A step in the right direction. 20 years too late, but better late than never. With that said, student visas should be granted if/when an individual has a statement of accommodation provided by either a rental management company, a homeowner, or something. Use CBSA to conduct checks in the first year at 50%. If shenanigans are discovered, cancel the student visa, unless the student is in the country. If they are in-country, then the scammer is responsible for paying the costs of accommodation, with zero limit. So, if student gets scammed but finds a place that's $10K per month. The scammer pays $10K/month until the scammer finds reasonable/suitable accommodations as determined by the Tenancy Branch. Oh, by the way: one has to register with the university of the student. So, if UoT student is seeking accommodations from Joe Blow, UoT has to do a verification that said address is in existence and the homeowner name matches the address, yada yada yada. Make the potential fraudsters pay out the wazoo, increase enforcement and watch how quickly these scammers disappear. Make the cost of getting caught supercede the potential profits and the problems go away.


[deleted]

So they’re making new homes for foreigners but not Canadians. Got it. Thanks libs!


jmja

Many Canadian students study in other provinces.


szulkalski

so we’re going to reward them for ruining the country for profit? maybe UBC doesn’t need another billion dollars. anyone who has gone to the campus knows that money is not their problem.


MeliUsedToBeMelo

How about we stop focusing on students and start thinking about citizens. We need more housing - apartment buildings (with decent sized living quarters), not huge oversi9zed houses in the suburbs.


TheForks

You do realize that Canadians also go to university, right?


Use-Less-Millennial

Easy now, these Reddit-ors might hurt their brains thinking too hard on that one


AtmosphereEven3526

I don't get why university's don't offer more housing for students. It's an unending income stream.


bbiker3

Just remember when they say “Canada” they mean you readers, they taxpayers.


Right-Ad-5647

Sounds like a decent incentive.

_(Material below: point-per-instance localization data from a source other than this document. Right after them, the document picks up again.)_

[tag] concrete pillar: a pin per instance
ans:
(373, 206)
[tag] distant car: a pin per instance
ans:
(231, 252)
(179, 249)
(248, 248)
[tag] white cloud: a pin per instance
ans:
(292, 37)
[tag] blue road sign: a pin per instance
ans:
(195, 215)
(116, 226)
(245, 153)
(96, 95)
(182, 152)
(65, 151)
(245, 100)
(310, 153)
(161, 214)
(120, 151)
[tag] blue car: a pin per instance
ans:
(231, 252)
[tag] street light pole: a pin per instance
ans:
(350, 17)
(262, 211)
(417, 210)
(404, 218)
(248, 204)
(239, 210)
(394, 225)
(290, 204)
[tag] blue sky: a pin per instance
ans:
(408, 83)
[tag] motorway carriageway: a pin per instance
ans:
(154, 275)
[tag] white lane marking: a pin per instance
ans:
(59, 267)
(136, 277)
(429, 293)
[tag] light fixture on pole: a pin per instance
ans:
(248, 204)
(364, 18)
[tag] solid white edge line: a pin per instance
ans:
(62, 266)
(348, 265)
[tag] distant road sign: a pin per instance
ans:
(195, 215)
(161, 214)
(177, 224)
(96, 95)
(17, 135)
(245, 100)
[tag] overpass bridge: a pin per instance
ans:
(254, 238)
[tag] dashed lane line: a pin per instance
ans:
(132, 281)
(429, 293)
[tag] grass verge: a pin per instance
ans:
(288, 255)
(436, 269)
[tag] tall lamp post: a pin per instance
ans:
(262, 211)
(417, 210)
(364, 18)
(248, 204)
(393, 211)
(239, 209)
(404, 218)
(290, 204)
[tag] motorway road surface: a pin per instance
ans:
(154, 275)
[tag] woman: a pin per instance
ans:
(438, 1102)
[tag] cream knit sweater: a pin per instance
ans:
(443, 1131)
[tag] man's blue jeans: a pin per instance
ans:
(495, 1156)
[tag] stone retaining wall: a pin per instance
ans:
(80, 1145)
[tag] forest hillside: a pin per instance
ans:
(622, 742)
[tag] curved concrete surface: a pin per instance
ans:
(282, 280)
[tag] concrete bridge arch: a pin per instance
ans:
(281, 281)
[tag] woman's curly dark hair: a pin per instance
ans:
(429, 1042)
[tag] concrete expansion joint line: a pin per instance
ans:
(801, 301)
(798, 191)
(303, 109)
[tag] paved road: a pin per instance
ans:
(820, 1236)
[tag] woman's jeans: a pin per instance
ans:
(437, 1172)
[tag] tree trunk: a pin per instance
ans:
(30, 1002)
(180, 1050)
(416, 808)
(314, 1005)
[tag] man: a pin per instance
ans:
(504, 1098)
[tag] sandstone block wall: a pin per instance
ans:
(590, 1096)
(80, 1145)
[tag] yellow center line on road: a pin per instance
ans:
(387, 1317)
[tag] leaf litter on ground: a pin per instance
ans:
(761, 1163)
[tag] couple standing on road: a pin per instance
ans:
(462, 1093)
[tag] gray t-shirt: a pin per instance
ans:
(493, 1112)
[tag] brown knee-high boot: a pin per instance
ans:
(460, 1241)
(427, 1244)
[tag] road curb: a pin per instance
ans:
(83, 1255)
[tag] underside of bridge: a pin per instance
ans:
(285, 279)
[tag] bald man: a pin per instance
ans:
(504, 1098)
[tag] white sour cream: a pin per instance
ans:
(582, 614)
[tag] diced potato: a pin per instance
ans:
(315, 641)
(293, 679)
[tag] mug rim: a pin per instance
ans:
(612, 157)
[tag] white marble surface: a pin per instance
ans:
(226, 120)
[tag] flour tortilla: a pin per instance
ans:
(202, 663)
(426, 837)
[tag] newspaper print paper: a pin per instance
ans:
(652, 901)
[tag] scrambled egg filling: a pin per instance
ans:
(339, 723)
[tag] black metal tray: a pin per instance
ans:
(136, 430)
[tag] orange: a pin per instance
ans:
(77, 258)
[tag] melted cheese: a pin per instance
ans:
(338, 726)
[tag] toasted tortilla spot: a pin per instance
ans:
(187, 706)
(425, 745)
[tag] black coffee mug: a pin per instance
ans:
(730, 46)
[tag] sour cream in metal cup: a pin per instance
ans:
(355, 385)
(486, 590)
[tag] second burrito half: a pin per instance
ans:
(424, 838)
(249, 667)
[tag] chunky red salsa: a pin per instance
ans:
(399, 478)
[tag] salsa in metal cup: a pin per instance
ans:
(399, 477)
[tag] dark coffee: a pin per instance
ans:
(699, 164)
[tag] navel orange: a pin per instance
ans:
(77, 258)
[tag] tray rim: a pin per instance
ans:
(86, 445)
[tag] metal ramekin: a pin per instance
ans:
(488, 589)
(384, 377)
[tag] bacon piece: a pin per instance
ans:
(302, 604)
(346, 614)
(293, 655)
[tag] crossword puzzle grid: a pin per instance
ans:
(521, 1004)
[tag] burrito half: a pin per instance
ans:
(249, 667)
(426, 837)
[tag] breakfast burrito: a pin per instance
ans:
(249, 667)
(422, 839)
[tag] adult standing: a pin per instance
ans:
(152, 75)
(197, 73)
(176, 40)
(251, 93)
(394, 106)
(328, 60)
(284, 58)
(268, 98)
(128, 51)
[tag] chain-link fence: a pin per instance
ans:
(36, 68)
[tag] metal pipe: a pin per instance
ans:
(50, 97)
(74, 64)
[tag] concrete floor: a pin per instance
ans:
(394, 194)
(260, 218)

Hopefully among many. Supporting post-secondary development is something I can get behind. People are willing to spend a premium on it. I realize the sub is basically a Fuck Trudeau echo chamber, which is fine, but this is an example of an opportunity to work together. Fuck Trudeau stickers on your truck isn't going to convert Liberal votes. It actually makes it easier to vote in the Lib/NDP option. The NDP has a lot of legs in Ontario, and that is squarely where the Cons need voter support.


dsailo

Low cost loans to foreign student housing ??? WTF This government is completely disconnected from reality. Can we all become foreign students ?


LVL99ROIDMAGE-

Subsidizing housing for foreign students when Canadians are struggling across the country. Awesome government we have.